Organizations that want to start making sense of "big data" have a choice to make. They can employ traditional data warehouse concepts and their existing data warehouse architecture,
deploy the increasingly popular open source Hadoop distributed processing platform or ultimately use some combination of both approaches.
I'm not going to side with the people who seem to imply or state that Hadoop is the only way to do this stuff.
James Kobielus, senior analyst, Forrester Research Inc.
For organizations that want to move beyond basic business intelligence (BI) reporting to in-depth data mining and predictive analytics, the third option will most likely be the best way to go, according to James Kobielus, a senior data management analyst with Cambridge, Mass.-based Forrester Research Inc.
SearchDataManagement.com recently got on the phone with Kobielus to find out how organizations today are gaining valuable insights from huge amounts of fast-flowing data. Kobielus discussed the best ways to use existing data warehouse architectures, the advantages and disadvantages of Hadoop, and gave his assessment of data warehousing vendors in the age of big data. Here are some excerpts from that conversation:
I've seen few different definitions of big data. How does Forrester define the increasingly popular phrase?

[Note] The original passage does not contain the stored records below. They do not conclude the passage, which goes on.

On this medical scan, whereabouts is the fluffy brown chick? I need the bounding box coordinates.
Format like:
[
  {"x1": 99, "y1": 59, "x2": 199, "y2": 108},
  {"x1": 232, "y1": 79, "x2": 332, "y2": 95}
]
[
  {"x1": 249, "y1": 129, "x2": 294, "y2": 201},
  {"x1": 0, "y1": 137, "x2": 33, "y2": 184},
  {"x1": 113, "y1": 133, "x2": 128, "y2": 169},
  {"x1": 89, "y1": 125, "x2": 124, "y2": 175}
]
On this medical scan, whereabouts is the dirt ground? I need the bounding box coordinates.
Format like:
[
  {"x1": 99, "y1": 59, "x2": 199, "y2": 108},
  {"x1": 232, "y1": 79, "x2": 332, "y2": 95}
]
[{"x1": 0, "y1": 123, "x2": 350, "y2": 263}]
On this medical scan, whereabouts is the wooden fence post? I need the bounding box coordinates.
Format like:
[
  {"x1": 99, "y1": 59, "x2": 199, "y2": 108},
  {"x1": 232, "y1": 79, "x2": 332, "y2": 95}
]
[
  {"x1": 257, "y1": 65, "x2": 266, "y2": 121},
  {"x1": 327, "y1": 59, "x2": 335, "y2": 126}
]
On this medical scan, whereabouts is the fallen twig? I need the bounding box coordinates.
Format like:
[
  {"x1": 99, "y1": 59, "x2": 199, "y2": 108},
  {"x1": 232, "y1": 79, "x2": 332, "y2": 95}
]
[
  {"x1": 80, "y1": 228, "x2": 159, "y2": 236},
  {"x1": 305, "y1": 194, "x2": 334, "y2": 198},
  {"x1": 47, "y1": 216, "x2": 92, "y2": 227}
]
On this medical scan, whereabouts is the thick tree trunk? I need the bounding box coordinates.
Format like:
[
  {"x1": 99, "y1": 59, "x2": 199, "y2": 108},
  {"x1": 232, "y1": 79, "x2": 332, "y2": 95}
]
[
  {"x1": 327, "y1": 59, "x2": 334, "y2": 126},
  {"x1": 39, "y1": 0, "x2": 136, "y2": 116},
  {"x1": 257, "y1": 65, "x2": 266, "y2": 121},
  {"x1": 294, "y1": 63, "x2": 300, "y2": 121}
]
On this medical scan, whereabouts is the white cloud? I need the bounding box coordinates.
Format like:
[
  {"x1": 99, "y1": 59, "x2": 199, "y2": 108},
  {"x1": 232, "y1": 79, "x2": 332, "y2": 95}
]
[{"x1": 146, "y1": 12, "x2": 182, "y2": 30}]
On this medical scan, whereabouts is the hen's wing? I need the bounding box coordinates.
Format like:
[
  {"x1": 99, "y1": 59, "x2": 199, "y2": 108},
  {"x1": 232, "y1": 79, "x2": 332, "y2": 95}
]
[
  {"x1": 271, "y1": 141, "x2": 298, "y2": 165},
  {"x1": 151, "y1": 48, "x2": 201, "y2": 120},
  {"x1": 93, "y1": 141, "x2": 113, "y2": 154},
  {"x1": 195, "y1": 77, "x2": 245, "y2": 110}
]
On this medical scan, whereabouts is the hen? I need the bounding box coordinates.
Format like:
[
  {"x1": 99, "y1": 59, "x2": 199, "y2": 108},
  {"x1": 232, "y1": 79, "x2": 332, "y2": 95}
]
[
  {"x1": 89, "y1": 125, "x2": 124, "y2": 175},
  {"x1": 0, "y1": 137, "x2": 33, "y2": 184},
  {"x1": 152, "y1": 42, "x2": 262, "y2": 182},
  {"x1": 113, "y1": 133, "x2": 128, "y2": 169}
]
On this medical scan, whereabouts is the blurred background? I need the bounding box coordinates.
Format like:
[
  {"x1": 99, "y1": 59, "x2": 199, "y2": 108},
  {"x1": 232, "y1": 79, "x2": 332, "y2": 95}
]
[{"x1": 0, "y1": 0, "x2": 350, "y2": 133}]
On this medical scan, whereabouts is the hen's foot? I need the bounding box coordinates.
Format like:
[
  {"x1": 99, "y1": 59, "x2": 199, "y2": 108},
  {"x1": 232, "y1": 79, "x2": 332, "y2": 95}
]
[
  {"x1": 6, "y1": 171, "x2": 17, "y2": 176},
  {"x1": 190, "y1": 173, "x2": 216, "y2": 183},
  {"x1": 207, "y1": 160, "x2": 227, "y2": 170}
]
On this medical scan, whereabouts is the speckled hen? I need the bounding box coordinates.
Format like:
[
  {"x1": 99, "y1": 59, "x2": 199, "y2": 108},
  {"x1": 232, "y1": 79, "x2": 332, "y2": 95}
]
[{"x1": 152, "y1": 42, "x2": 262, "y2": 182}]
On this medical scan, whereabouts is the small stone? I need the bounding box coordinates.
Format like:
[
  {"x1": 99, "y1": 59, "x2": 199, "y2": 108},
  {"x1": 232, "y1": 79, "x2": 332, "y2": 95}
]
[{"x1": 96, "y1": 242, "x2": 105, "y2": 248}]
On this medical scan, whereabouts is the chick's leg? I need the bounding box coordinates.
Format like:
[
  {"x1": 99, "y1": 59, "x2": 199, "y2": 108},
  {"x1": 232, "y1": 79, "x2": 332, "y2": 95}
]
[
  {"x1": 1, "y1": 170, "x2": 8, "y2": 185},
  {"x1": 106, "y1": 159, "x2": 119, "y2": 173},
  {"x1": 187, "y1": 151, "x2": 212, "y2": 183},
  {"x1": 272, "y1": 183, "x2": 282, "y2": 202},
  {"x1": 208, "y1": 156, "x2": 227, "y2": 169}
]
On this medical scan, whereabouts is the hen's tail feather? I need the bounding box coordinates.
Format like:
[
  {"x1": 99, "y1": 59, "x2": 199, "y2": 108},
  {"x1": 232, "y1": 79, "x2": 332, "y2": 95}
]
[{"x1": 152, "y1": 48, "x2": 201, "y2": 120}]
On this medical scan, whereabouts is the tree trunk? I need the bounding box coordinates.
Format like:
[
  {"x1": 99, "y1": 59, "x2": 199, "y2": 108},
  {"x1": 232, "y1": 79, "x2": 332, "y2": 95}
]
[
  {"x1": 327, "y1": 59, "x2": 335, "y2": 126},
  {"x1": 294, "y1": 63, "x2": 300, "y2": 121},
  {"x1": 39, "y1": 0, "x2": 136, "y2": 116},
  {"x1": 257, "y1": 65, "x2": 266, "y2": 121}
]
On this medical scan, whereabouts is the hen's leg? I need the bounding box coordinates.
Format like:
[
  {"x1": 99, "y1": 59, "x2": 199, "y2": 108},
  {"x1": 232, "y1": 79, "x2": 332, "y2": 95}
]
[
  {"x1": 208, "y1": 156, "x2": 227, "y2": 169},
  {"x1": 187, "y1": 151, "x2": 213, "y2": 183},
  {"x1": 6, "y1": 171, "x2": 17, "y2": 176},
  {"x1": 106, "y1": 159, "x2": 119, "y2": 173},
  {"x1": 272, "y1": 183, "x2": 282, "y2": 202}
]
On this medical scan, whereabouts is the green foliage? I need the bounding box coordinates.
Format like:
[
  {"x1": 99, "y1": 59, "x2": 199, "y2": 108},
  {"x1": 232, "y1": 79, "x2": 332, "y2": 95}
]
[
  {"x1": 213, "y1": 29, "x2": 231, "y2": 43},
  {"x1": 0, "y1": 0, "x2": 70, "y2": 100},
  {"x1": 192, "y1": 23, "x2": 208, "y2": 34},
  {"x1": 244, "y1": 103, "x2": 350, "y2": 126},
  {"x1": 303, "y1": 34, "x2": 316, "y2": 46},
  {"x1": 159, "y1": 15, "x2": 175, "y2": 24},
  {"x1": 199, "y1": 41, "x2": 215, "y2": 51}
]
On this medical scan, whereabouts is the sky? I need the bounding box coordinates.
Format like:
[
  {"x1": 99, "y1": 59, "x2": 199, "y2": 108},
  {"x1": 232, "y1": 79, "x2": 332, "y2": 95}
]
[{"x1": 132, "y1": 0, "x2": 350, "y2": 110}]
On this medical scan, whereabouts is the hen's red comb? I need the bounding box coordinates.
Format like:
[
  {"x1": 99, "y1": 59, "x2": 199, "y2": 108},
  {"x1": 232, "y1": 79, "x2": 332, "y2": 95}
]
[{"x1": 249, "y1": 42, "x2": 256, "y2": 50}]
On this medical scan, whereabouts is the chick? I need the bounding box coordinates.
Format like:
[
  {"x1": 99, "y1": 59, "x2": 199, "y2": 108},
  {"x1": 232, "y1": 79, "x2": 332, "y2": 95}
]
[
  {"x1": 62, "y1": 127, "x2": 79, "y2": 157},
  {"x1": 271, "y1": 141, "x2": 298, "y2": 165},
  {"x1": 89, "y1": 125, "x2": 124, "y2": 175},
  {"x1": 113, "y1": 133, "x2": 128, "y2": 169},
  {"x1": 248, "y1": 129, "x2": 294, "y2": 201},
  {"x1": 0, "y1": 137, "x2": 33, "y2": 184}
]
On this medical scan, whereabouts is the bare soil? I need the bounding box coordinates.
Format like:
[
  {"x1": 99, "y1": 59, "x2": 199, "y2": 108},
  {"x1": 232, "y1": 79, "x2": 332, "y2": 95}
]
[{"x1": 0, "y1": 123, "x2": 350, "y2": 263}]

James Kobielus: Big data refers to a paradigm for extremely scalable analytics. I like to use the phrase 'extremely scalable analytics' as the heart of what people mean by big data and all of its manifestations. To some degree people talk about the three Vs. There is the volume of data -- terabytes to petabytes and beyond. There is the velocity of data -- or real time acquisition, transformation, query and access. There is the variety of data. There is a huge range of structured and unstructured and semi-structured sources. The analytics aspect refers to everything in the kitchen sink that you might use to extract meaning from all of those data sets.
What do organizations need to know about data warehouse concepts to start making sense of big data today?
Kobielus: I think there's three ways in which a data warehouse helps you make sense of great gobs of data. Number one: In an enterprise data warehouse, you organize data in terms of subject areas, and quite often those subject areas are persisted in, for example, OLAP cubes that are either physically materialized or logically partitioned in a data warehousing architecture. [In other words, you] have customer data in one partition, you have financial data in another, human resources data in a third and so on. That helps you make sense of the data in terms of its relevance to particular downstream applications and users. That is the core of data warehousing database administration. That's Inmon and Kimball and so on, and that's one way in which you should use the data warehouse to make sense of big data.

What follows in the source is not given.